As many of our members know, managed intensive grazing (also known as cell grazing, mob grazing, and holistic managed planned grazing), involves moving a herd of animals (usually cows, but also sheep, pigs, goats and poultry) regularly and systematically to fresh rested areas with the intent of maximizing the quality and quantity of forage growth. Properly managed herds can bring renewed fertility to pastures in any area of the world, but the system is especially beneficial to marginal or “brittle” lands that go many months without rainfall. Herds trampling the soil, fertilizing with urine and manure, and then moving on, can reverse the process of desertification that occurs when when there are too many animals on the land, or not enough of them.

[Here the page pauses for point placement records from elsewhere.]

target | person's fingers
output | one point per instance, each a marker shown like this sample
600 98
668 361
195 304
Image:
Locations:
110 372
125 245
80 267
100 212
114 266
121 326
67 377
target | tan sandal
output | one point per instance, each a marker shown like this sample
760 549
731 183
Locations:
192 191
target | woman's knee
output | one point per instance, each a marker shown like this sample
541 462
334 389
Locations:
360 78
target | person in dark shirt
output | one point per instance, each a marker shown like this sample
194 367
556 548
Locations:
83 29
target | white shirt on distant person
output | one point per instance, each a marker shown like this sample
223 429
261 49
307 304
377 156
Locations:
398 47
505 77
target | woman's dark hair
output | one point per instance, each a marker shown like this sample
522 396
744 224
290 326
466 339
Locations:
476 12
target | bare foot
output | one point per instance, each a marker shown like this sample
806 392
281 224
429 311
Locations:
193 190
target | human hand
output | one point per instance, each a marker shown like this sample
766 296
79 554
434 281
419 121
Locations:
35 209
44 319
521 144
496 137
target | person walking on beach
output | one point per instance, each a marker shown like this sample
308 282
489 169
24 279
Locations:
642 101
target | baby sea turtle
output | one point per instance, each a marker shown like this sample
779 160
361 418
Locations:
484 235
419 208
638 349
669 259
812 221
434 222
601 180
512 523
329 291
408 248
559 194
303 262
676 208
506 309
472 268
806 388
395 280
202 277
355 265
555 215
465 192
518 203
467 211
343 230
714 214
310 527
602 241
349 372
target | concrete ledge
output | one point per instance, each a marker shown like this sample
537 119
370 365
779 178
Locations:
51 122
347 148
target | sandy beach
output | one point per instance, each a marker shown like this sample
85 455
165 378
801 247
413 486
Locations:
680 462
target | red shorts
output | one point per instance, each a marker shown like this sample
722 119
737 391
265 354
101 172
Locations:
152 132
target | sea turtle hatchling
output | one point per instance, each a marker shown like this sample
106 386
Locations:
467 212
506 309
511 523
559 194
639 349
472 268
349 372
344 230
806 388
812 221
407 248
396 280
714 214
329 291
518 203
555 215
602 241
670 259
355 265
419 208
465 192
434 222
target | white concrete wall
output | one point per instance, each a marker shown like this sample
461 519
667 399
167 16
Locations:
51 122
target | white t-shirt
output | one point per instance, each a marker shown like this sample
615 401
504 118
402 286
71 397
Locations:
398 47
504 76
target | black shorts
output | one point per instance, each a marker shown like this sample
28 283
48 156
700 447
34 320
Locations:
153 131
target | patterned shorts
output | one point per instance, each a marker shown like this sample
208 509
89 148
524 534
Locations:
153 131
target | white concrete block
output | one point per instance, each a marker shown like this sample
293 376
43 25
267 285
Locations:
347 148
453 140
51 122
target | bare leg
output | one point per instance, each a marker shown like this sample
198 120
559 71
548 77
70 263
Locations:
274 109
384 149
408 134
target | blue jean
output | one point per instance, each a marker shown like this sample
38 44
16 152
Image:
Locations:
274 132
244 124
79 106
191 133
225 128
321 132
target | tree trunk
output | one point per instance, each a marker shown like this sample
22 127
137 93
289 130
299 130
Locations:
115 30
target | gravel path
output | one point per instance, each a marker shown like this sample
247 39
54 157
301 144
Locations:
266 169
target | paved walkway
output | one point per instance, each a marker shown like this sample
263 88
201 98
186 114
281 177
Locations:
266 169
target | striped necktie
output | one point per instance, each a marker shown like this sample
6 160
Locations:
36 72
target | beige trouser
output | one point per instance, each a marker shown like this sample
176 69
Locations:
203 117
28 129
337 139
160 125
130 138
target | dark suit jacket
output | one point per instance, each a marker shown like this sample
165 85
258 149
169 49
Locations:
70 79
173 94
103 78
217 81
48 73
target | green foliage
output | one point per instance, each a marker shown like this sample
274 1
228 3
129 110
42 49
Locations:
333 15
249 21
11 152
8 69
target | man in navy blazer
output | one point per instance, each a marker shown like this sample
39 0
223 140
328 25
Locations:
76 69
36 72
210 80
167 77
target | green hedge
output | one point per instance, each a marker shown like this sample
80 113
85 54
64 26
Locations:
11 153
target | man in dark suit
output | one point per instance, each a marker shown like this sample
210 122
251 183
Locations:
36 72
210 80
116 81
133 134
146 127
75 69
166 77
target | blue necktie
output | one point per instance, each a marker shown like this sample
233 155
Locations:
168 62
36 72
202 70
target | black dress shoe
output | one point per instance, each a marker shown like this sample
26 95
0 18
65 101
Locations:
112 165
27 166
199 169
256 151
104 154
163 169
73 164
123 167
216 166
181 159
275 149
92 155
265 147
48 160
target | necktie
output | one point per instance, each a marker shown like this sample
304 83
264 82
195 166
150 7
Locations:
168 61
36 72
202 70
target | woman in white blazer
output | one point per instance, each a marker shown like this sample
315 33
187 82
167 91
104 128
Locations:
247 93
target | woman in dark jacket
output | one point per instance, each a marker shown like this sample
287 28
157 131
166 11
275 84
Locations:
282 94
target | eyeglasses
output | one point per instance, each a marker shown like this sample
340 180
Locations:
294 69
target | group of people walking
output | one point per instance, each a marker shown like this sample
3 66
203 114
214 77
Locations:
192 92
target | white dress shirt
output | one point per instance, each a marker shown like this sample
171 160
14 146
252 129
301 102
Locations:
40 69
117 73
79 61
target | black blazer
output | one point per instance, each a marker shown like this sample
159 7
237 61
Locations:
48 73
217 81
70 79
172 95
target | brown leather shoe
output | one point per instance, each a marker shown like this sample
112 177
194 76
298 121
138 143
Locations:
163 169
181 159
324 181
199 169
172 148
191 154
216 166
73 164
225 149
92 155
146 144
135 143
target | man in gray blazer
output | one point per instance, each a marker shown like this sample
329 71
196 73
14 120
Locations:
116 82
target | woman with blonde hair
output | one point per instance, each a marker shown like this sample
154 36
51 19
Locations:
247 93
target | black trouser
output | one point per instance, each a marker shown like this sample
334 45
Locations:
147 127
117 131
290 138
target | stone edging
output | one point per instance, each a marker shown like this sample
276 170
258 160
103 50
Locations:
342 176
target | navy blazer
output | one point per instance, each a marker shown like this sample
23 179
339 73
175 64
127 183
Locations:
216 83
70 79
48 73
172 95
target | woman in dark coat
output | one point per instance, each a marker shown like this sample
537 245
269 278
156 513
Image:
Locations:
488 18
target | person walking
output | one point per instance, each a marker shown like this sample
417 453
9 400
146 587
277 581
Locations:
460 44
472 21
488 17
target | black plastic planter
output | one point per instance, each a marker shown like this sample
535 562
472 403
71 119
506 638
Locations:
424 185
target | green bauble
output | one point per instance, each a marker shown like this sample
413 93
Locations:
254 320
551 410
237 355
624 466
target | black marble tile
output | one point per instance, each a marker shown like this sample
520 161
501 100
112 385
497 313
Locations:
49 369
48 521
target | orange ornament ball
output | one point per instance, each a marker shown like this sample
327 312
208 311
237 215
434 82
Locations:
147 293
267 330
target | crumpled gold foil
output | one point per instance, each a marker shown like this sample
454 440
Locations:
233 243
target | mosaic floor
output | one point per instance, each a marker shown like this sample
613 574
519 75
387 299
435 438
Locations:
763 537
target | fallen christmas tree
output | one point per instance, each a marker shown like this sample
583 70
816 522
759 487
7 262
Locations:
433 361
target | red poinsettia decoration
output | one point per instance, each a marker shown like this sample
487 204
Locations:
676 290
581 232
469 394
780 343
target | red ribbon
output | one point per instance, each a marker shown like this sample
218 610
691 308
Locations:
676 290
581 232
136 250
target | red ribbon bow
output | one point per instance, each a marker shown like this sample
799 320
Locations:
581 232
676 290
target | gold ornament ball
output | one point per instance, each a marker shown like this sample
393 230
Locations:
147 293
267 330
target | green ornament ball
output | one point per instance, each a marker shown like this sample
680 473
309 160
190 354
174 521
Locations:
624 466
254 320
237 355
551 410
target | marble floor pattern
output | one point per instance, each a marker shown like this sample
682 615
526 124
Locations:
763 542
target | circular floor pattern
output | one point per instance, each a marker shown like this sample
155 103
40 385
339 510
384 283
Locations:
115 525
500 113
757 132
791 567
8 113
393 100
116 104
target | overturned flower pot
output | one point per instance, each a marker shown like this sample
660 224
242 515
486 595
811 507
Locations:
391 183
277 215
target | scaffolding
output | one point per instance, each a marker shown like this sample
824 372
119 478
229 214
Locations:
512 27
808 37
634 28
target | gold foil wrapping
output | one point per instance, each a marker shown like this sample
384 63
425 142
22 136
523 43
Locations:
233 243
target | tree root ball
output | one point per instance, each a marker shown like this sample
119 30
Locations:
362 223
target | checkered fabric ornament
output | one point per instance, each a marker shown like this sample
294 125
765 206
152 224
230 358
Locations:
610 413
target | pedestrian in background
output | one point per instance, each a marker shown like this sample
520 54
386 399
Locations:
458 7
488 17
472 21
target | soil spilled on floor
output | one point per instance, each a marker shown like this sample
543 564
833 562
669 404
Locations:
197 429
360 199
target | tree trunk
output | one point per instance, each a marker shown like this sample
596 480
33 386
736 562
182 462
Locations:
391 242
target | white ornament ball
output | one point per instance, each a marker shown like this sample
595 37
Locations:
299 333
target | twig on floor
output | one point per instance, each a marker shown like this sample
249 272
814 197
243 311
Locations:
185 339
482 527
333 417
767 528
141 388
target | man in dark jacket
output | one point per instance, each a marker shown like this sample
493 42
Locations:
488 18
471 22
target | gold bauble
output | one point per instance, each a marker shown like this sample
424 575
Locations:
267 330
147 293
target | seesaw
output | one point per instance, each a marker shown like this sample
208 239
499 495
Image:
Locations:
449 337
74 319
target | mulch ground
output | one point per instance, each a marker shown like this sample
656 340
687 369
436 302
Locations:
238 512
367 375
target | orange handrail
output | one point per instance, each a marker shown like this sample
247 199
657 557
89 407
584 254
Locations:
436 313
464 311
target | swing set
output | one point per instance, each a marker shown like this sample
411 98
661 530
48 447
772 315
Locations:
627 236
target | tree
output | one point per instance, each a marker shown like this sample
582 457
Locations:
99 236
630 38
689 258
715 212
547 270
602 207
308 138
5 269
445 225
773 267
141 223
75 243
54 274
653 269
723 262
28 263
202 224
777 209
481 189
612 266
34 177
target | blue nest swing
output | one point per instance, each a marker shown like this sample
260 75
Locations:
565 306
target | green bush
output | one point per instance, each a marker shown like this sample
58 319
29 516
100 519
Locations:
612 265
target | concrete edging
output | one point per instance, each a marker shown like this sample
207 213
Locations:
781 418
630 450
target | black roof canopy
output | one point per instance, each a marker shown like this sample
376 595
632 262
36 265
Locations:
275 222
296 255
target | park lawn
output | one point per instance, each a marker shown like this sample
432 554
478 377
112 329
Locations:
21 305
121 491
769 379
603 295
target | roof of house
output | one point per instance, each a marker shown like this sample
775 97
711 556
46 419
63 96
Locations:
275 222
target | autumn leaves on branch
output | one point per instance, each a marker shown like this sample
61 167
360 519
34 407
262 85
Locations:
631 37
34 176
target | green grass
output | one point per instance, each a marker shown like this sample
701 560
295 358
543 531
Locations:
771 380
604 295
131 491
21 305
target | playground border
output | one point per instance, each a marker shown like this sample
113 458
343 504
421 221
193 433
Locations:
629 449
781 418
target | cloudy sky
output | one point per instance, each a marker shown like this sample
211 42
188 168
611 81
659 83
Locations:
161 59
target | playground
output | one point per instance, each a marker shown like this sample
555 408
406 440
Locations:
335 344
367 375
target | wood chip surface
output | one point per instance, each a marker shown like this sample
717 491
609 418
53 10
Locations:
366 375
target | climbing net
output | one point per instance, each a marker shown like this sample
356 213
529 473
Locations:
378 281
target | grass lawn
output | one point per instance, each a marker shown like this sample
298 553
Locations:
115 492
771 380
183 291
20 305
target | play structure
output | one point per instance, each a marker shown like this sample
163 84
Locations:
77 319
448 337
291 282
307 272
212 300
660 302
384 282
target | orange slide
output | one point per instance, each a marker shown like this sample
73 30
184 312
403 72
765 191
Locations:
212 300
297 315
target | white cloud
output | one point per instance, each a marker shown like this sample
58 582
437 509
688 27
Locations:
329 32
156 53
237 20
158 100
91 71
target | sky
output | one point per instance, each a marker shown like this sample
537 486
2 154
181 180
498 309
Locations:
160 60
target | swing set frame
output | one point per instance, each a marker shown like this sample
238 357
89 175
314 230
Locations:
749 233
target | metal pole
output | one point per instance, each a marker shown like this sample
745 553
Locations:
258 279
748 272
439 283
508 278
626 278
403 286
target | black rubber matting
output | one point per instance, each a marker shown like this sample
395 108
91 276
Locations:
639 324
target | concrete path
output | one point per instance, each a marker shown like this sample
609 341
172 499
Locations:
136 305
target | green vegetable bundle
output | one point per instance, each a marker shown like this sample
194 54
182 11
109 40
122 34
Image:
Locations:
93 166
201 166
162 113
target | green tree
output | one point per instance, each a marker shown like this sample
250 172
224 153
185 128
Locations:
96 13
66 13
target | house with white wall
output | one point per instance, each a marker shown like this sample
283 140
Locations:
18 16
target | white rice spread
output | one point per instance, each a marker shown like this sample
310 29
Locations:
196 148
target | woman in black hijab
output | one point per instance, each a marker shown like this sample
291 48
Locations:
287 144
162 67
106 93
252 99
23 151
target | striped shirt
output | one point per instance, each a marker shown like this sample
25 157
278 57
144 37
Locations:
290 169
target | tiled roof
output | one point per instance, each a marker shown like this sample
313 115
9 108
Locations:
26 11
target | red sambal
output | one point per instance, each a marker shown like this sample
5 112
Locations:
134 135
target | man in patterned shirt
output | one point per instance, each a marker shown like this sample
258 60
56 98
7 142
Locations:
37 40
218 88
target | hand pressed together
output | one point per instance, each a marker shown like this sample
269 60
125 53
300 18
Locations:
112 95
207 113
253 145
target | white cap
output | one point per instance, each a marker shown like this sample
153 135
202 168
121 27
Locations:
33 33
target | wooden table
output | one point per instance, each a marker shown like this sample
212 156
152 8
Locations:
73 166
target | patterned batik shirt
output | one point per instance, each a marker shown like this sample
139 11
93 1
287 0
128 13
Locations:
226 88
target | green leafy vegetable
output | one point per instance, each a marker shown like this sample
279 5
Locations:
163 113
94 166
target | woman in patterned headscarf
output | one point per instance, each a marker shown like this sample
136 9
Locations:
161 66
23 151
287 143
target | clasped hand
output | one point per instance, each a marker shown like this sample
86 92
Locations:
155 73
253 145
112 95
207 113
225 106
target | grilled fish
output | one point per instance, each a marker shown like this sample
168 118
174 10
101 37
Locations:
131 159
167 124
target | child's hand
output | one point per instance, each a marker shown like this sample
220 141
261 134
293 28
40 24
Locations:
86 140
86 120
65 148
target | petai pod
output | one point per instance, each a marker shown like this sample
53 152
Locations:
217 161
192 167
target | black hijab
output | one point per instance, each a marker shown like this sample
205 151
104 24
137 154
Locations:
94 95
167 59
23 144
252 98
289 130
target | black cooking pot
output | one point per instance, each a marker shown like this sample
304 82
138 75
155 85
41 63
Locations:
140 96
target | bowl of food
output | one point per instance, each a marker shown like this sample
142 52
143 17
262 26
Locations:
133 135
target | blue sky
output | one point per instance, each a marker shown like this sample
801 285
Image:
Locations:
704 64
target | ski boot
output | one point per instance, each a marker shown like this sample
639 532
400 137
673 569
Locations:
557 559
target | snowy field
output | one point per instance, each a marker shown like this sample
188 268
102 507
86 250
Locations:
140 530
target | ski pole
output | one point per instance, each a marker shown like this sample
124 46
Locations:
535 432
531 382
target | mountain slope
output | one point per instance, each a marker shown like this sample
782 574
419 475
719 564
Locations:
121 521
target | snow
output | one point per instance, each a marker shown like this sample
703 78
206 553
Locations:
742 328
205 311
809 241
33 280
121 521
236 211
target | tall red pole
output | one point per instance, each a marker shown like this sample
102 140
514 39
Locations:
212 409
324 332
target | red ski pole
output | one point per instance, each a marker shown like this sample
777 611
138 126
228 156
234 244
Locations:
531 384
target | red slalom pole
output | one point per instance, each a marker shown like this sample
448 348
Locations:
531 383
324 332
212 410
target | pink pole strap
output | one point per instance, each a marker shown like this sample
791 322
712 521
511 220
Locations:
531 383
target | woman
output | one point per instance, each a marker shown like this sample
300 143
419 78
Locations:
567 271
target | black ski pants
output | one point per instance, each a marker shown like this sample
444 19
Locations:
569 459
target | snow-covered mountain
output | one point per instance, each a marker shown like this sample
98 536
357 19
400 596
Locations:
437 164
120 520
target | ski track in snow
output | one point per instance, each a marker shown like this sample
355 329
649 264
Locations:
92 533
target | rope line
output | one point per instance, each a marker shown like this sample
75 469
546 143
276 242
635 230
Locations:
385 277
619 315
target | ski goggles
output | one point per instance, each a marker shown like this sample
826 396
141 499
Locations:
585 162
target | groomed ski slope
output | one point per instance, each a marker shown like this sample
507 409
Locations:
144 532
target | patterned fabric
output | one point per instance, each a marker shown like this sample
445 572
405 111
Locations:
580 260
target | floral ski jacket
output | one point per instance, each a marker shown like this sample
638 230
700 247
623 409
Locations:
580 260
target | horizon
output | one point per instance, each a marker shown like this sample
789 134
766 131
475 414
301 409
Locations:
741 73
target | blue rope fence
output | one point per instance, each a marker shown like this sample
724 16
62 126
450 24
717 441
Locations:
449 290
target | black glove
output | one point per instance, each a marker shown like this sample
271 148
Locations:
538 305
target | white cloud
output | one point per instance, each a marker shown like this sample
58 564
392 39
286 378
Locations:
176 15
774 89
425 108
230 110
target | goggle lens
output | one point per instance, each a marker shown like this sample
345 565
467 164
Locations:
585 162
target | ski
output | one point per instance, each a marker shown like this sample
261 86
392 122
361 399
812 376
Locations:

As Judith Schwartz explains in her excellent book with the surprising title―Cows Save the Planet―managed intensive grazing helps put carbon back into the earth, and it is carbon that builds the soil. The premise that soil is built from the top, with the accumulation of manure and organic matter is only partially correct. As Schwartz explains, plants provide a two-way transfer of nutrients: the plant brings minerals up from the soil and into the stems, leaves and fruit, and also carries carbon from the air down to the roots. This carbon feeds mycorrhizal fungi, soil organisms with a strand-like structure that feed on the sugars (carbon) that the plant produces from sunlight and carbon dioxide, and in turn help the plant absorb minerals. The fungus, with its long reach in the soil, and the organisms that it nourishes in turn, are what build organic matter (humus). Thus organic matter is created below ground, as well as on top, and soil can be built quickly, in a matter of a few years, and not over the eons as the geologists assert.
Soil with a lot of organic matter (with a lot of carbon, that is) holds water efficiently. Schwartz offers the intriguing theory that the rising sea levels are due more to lack of water-holding capacity in the soil than the melting glaciers. Many graziers have noticed that springs appear on their property as their pastures improve―more water in the soil fills the shallow water table and emerges as cool springs. Schwartz reports that for every 1 percent increase in the level of soil carbon, a square meter of soil can store an extra two buckets of water.
Schwartz describes visits to ranches practicing managed intensive grazing on vast tracts of land, and notes the improvement in vegetation. Grasses are greener, more dense and grow taller in the wake of cattle moving across the landscape―on the other side of the fence where cattle roam haphazardly or not at all, the land is sparsely vegetated, even desertified.
Carbon sequestration is a concept in the forefront of contemporary thinking. How do we reduce all that carbon building up in the atmosphere? Some have proposed getting rid of cows and other domestic animals; but as Schwartz explains, cows are the solution. Animal grazing can be used to build vegetation and thus carry atmospheric carbon into the ground to build humus, reverse desertification, replenish underground water, and as a happy byproduct, supply billions of people with wholesome grass-fed meat. By some estimates, a return to managed grazing on a large scale could return carbon to earlier levels in a matter of a decade.
All this is good news! Nature can recover, and recover quickly. But we need to return to our role as wise steward rather than a profligate destroyer of our most precious resource, the soil.
This article appeared in Wise Traditions in Food, Farming and the Healing Arts, the quarterly magazine of the Weston A. Price Foundation, Summer 2013.